1974: A majority of inhabitants of the Jura area vote in favour of the creation of a separate canton. However, the separatist vote comes only from three of the districts. Those in the three southern Protestant districts vote to remain in Bern as does the German-speaking district of Laufen.

1978: Swiss voters accepted by 82.3% the establishment of a new canton, consisting of the three majority Roman Catholic districts: Delémont, Porrentruy and the Franches-Montagnes.

1979: Canton Jura is officially established, with its capital in Delémont.

1994: After conflict breaks out again, cantons Jura and Bern set up the Inter-Jurassian Assembly, with the aim of reconciling the two areas.

The German-speaking Laufen district, which had been cut off from the rest of canton Bern by the creation of canton Jura, opts to join canton Basel Country.

2009: On May 4 the Inter-Jurassian Assembly presents its report on a solution for the Jura question

2012: The governments of the two cantons sign a declaration of intent, that they will hold a popular vote in canton Jura and in the Bernese Jura districts.

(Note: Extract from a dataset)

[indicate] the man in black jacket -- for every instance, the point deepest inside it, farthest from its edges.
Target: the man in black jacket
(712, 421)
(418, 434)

2013: The vote is to be held in both areas on November 24.

More relaxed climate

These new approaches took shape in the 1970s in a number of votes at the commune, cantonal and federal levels, leading to the creation of Switzerland’s 26th canton in 1979.

The three northern districts voted in favour of the new canton, while the three southern ones decided to remain in canton Bern. For the separatists, the question was thus only partially solved. Their demands have not gone away.

On November 24 the people of the Jura are being asked to vote again to decide the future of the three southern districts. The atmosphere is relaxed, very different from the climate of tension of the 1970s. This is partly thanks to the mediating efforts of the Inter-Jurassian Assembly, which has been preparing the ground for the new vote over the last 20 years.

Once again there is interest abroad in the vote: in the past few months delegations from Lebanon and from a number of eastern European countries have visited Switzerland to learn more about the democratic process underway to resolve the Jura question.

“While in many other countries questions regarding minorities are decided from above, in Switzerland the approach is to give the people concerned their say, as is happening in the Jura,,” Marty explains. “The tools of direct democracy have certainly made it possible to absorb a lot of the tensions.”

Test for the future

Marty sees the vote in the Jura as an important test for tomorrow’s Switzerland, where all the cantonal borders may need to be redrawn.

“Today’s cantons are rapidly becoming less important politically: in a context of ever closer international relations, decisions will be taken more and more frequently at the federal level. No parliamentary session goes by without some cantonal powers being transferred to the central government,” he says.

“They have become less important to their citizens as well. Many Swiss live in one canton and work in another. I am certain that in the next 10 to 20 years there will be lots of votes about merging cantons. We will probably be left with seven or eight. A similar process of merger and consolidation has already been going on for years at the commune level.”